Глава 30
– И что, по-твоему, они с нами сделают? – пробормотал Фигул.
Они сидели в коровнике. Прежних обитателей куда-то угнали, но унавоженная солома осталась, и теперь затвердевший помет домашних животных добавлялся к той глубоко въевшейся грязи, которая стала для римлян второй кожей.
Катон сидел, сложив руки на коленях, и смотрел на свои сапоги.
– Понятия не имею. Не представляю себе… Я даже не очень-то понимаю, почему они оставили нас в живых. До сих пор они редко брали римлян в плен.
– А что стало с теми, кого они брали?
Катон пожал плечами.
– Кто знает. Мы находили только тела или части тел. Я и рад бы тебя обнадежить, да нечем.
Фигул повернул голову и заглянул в маленькую дырочку в плетенной из ивовых прутьев стенке коровника. Там, снаружи, занимая весь остров, раскинулся вражеский лагерь: сотни круглых хижин, обнесенных невысоким частоколом. Подход к лагерю имелся лишь один, по узкой дамбе, пересекавшей окружающее остров мелководье. Дамбу прикрывали два выдвинутых вперед с острова грозных укрепления, сооруженных по обе стороны от главных ворот, сработанных из толстых, прочных дубовых бревен. Там, за воротами, уцелевшие бойцы армии Каратака отдыхали и зализывали свои раны, ожидая, когда их командир решит, что делать дальше.

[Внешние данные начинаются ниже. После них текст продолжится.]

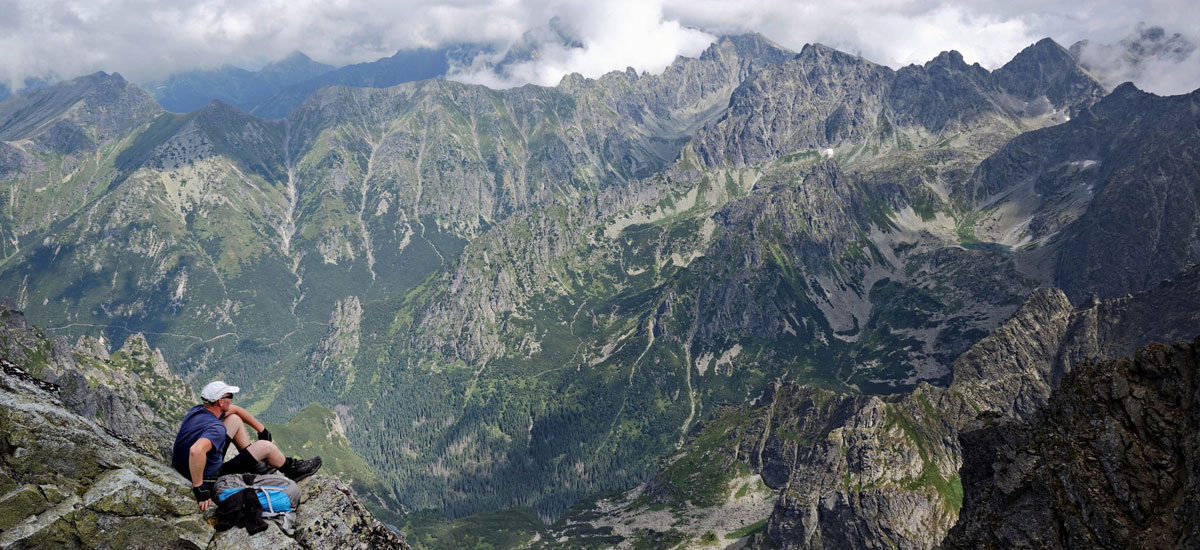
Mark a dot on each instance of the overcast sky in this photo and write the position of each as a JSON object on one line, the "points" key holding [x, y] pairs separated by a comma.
{"points": [[147, 40]]}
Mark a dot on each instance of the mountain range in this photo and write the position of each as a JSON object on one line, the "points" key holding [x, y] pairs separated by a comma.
{"points": [[528, 297]]}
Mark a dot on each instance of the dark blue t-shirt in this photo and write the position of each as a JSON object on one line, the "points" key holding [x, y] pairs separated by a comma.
{"points": [[199, 423]]}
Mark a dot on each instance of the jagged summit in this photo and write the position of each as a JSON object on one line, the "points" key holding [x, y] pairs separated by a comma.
{"points": [[1048, 70], [102, 102]]}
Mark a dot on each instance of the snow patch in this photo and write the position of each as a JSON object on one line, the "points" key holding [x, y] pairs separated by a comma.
{"points": [[709, 359]]}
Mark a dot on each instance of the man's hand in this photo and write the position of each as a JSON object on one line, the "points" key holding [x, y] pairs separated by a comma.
{"points": [[203, 496]]}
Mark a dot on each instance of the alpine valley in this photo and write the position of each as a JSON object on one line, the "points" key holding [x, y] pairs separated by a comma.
{"points": [[750, 302]]}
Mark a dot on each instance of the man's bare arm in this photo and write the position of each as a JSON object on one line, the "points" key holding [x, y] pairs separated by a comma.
{"points": [[246, 417]]}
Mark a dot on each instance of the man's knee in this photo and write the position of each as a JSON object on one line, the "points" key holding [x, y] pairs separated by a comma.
{"points": [[262, 449]]}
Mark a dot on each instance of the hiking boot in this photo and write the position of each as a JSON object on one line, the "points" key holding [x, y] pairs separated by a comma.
{"points": [[298, 470]]}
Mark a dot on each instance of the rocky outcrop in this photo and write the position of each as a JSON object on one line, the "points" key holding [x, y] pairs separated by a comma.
{"points": [[131, 392], [100, 105], [861, 480], [1111, 461], [826, 99], [65, 482], [69, 483]]}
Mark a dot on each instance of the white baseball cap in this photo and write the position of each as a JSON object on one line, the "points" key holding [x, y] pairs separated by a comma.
{"points": [[216, 390]]}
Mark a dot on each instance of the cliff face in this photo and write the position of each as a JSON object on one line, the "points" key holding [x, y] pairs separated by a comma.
{"points": [[1110, 461], [82, 466]]}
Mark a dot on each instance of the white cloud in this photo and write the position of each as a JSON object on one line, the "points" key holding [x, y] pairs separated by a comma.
{"points": [[149, 39], [612, 35]]}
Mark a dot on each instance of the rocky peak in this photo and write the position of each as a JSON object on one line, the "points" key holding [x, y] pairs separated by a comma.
{"points": [[751, 45], [101, 105], [1048, 70], [69, 482], [1108, 462]]}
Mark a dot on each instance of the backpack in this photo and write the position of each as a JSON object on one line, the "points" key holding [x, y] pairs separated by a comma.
{"points": [[277, 496]]}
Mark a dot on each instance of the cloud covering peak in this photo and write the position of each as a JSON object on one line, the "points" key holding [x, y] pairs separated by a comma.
{"points": [[148, 40]]}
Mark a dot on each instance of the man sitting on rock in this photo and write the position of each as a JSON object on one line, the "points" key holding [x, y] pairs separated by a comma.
{"points": [[205, 435]]}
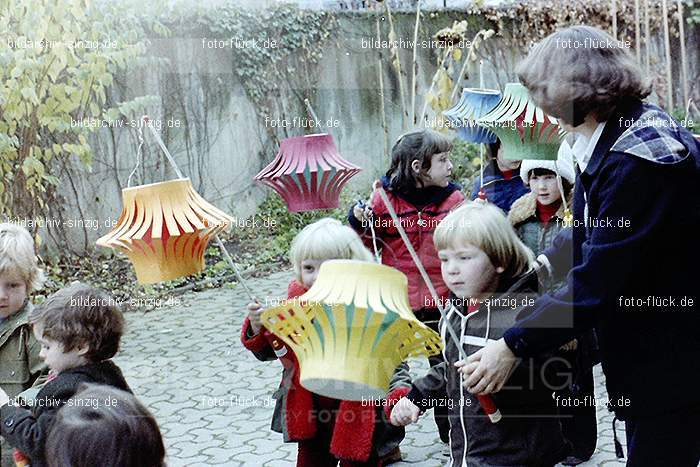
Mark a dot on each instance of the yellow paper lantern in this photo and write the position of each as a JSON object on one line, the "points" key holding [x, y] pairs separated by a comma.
{"points": [[164, 229], [352, 329]]}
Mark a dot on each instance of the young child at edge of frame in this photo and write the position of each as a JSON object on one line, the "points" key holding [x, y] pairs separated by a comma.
{"points": [[20, 275], [419, 189]]}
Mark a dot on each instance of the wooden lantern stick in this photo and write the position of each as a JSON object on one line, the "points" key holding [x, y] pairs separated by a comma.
{"points": [[221, 245], [421, 270]]}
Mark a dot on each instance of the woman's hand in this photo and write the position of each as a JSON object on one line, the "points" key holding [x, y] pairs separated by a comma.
{"points": [[487, 370], [404, 413], [361, 211], [254, 312]]}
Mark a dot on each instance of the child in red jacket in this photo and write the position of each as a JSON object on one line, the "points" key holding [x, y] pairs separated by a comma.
{"points": [[328, 430], [419, 189]]}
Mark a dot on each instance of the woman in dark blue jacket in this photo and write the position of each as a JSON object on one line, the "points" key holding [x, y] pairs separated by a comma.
{"points": [[635, 247]]}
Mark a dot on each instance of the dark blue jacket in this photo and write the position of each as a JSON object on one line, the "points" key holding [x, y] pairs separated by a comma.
{"points": [[500, 191], [642, 191]]}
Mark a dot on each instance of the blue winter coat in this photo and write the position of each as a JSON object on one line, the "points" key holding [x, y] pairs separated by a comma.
{"points": [[641, 194]]}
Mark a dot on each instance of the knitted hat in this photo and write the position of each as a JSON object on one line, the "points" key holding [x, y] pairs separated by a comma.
{"points": [[565, 165]]}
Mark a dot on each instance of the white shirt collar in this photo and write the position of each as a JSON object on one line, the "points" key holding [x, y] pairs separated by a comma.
{"points": [[583, 147]]}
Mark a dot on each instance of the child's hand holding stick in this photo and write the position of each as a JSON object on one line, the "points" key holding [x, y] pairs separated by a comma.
{"points": [[404, 412]]}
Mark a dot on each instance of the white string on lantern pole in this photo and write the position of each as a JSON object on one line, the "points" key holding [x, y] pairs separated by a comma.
{"points": [[145, 119]]}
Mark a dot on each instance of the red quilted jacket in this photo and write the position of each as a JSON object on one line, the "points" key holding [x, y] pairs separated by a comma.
{"points": [[419, 225]]}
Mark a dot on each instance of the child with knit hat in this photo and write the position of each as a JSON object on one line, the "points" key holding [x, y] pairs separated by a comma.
{"points": [[538, 216]]}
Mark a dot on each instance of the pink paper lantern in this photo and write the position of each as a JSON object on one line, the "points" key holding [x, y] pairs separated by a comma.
{"points": [[308, 172]]}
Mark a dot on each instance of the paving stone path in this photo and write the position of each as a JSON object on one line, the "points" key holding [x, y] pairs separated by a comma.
{"points": [[213, 400]]}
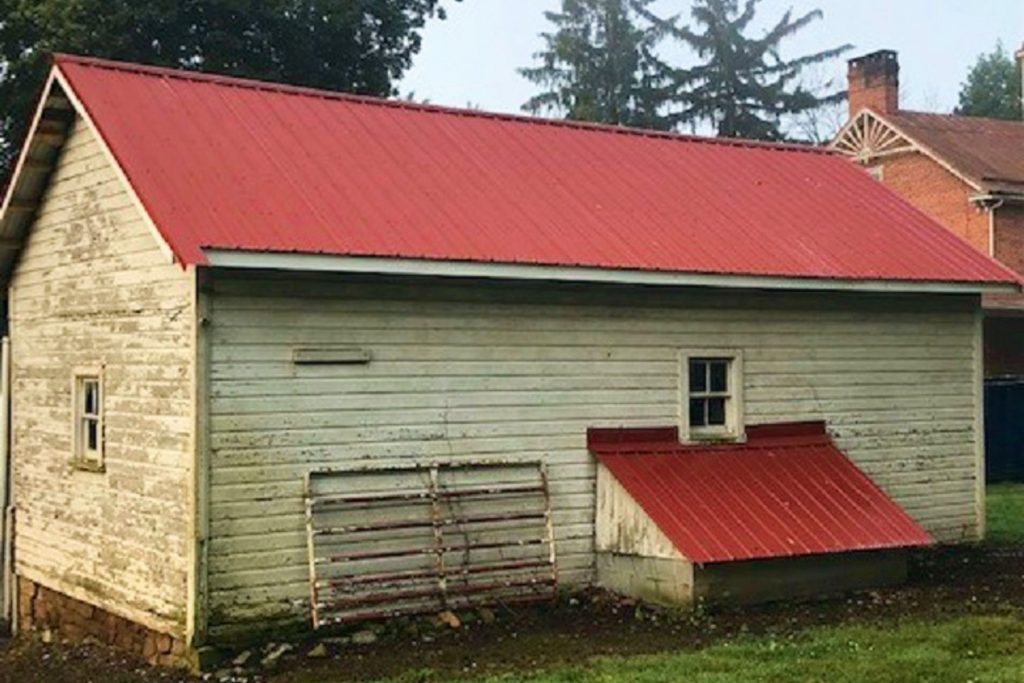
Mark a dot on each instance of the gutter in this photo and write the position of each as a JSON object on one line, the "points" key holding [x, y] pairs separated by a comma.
{"points": [[311, 262]]}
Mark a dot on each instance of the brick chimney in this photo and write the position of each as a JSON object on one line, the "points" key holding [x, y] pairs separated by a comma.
{"points": [[1020, 68], [873, 82]]}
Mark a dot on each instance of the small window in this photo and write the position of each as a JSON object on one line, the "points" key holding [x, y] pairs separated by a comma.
{"points": [[88, 428], [713, 396]]}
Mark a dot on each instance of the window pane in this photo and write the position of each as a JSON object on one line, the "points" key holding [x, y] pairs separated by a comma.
{"points": [[719, 376], [91, 391], [716, 412], [698, 376], [91, 434], [697, 412]]}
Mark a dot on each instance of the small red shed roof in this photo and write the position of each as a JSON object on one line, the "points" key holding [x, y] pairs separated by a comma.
{"points": [[787, 491], [228, 164]]}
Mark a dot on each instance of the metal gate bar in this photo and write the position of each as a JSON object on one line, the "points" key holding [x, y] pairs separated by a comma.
{"points": [[459, 540]]}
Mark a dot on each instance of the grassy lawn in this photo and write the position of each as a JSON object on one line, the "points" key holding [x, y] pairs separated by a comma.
{"points": [[967, 648], [1006, 513], [982, 648]]}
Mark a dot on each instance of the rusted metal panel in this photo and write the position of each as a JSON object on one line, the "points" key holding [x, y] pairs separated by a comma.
{"points": [[451, 538], [787, 491], [515, 189]]}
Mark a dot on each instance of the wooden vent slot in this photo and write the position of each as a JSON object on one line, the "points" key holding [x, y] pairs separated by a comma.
{"points": [[331, 355], [423, 539]]}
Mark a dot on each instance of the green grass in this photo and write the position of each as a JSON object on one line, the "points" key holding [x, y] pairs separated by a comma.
{"points": [[1006, 513], [983, 649]]}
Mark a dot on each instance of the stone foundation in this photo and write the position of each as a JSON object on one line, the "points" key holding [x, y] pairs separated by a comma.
{"points": [[42, 609]]}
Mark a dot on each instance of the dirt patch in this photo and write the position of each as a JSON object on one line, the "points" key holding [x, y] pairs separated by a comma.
{"points": [[943, 583]]}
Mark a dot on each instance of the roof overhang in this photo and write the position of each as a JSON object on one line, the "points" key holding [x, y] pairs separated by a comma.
{"points": [[229, 258]]}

Когда маленькую колонну пленных римлян привели в лагерь, огромная толпа воинов в сопровождении небольшого количества женщин и детей высыпала навстречу, осыпая грязных, оборванных, голодных представителей столь высокомерного народа-завоевателя презрительными насмешками, а заодно комьями грязи, камнями и сухим навозом. Прикрывая голову, Катон при этом взглядом профессионала присматривался к лагерю. Обращало на себя внимание то, что воинское снаряжение содержалось в порядке, а у многих в толпе с лиц не сошел пот: надо полагать, перед прибытием пленников они упражнялись в боевых искусствах. Катон полагал, что после такого разгрома дикари должны быть деморализованы и сломлены, но те, кого он видел сейчас, несомненно, были готовы к новым схваткам и стремились к ним.
Торжествуя, бритты провели пленников по всему лагерю, подвергая их обычному в таких случаях осмеянию, после чего загнали в этот коровник, где те и оставались на протяжении тридцати дней, связанные по рукам и ногам. Кормили их объедками.
В тесном загоне, где и до того-то пахло навозом, теперь отвратительно смердело мочой, калом, рвотой и потом пленных, не способных куда-либо переместиться, не потревожив товарищей, потому что были скованы одной цепью. Днем, под палящим солнцем, вонь и духота становились совершенно нестерпимыми, и каждый вдох отзывался тошнотой. А снаружи доносился лязг оружия, сопровождающийся резкими выдохами и боевыми кличами: бритты неустанно тренировались, и чувствовалось, что эти люди всеми фибрами души стремятся посчитаться в бою с римскими легионами.
– Да, проложить себе дорогу отсюда сквозь всю эту толпу шансов немного, – пробормотал Фигул, повернувшись и привалившись спиной к плетеной стенке; затем нагнулся и попытался сместить стягивающий лодыжки ремень, чтоб меньше натирало. – Даже если бы нам удалось выбраться из сарая.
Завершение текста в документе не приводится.